President Joe Biden recently issued executive orders on climate change, which included suspending new oil and gas leasing on federal land and directed the federal government to conserve 30% of federal lands and water by 2030.
Oil and gas workers said they are on edge about what this means for their employment and the future of their fields despite the Gov. Greg Abbott Executive Order aimed to protect Texas' energy industry from federal overreach
David Hamm of Palestine is a union pipeline x-ray technician who worked on the first Keystone line in 2010. He said he was hoping to have the opportunity to work on the second line, those hopes have dissipated.
After a painful 2020, in which he only worked two weeks, he is hopeful to get back to the oilfield this year.
“I typically work 10 or 11 months a year, but last year, due to COVID-19 and the presidential election, things were extremely slow,” Hamm said. “I’ve learned to save my pay and make it last, however, I didn’t expect to be out of work as long as I was. So, I also had to apply for unemployment and I’ve been using my one-ton work truck to haul RVs for extra income. I’m hoping to get a call from the oilfield by March.”

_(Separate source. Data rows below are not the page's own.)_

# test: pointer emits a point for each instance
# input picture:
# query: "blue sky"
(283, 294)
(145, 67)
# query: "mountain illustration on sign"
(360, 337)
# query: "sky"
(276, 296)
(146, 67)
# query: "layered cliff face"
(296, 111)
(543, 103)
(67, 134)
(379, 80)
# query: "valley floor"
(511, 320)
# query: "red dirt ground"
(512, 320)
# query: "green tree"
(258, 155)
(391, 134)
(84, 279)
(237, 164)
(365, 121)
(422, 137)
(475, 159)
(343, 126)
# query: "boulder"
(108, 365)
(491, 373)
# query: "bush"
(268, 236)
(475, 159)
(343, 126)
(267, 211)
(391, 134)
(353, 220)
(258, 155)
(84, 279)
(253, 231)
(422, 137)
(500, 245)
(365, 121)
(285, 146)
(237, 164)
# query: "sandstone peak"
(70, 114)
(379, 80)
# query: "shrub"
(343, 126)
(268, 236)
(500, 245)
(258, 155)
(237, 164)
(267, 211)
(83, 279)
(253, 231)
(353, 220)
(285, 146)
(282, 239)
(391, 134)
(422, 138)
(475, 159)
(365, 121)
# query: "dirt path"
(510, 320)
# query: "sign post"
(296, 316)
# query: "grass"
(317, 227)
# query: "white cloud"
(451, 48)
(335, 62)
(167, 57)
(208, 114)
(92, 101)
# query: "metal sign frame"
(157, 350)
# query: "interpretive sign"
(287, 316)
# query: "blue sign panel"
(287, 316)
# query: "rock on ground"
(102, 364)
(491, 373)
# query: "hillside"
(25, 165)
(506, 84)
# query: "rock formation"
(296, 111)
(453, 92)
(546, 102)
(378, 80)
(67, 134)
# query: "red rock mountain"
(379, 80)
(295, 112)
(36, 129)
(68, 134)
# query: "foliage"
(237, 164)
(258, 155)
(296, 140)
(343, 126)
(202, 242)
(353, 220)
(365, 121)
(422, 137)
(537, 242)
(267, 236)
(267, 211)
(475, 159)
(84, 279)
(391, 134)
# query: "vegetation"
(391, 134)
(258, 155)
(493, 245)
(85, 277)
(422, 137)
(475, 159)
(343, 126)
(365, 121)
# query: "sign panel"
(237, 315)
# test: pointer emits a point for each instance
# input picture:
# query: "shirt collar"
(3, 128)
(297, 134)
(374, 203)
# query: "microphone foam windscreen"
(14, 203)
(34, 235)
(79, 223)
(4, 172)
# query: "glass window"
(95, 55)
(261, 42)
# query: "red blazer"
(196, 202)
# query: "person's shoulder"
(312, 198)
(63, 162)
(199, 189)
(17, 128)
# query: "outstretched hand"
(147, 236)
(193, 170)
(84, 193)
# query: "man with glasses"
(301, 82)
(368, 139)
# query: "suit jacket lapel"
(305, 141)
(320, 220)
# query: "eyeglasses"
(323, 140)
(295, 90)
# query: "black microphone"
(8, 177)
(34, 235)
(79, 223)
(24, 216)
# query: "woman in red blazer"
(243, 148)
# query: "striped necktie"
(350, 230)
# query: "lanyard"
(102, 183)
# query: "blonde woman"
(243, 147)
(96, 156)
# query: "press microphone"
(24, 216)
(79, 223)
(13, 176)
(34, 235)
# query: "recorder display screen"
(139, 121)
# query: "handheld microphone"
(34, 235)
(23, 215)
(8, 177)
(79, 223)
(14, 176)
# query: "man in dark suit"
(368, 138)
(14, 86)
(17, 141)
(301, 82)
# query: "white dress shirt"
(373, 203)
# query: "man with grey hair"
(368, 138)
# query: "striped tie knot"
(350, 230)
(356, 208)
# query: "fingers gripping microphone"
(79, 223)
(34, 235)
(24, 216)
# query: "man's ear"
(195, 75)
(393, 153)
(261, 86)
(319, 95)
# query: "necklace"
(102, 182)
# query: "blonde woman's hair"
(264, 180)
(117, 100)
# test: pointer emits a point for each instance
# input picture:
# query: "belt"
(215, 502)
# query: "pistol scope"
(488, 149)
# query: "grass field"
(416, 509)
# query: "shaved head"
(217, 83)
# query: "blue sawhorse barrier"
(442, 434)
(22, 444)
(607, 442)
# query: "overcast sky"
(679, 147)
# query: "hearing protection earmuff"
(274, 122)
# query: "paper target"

Hamm said he is not sure how Biden’s order will affect the oil and gas industry, but is concerned as he awaits the call back.
“Union jobs, like the Keystone pipeline, are typically federal land lease projects,” Hamm explained. “Shutting down projects like this doesn’t only hurt the oilfield and gas workers, it also hurts the communities around these projects. When oil and gas crews are working in an areas, we typically buy local. The tax money from what we spend helps that local economy flourish. When you take that away, you take away civic and community growth.”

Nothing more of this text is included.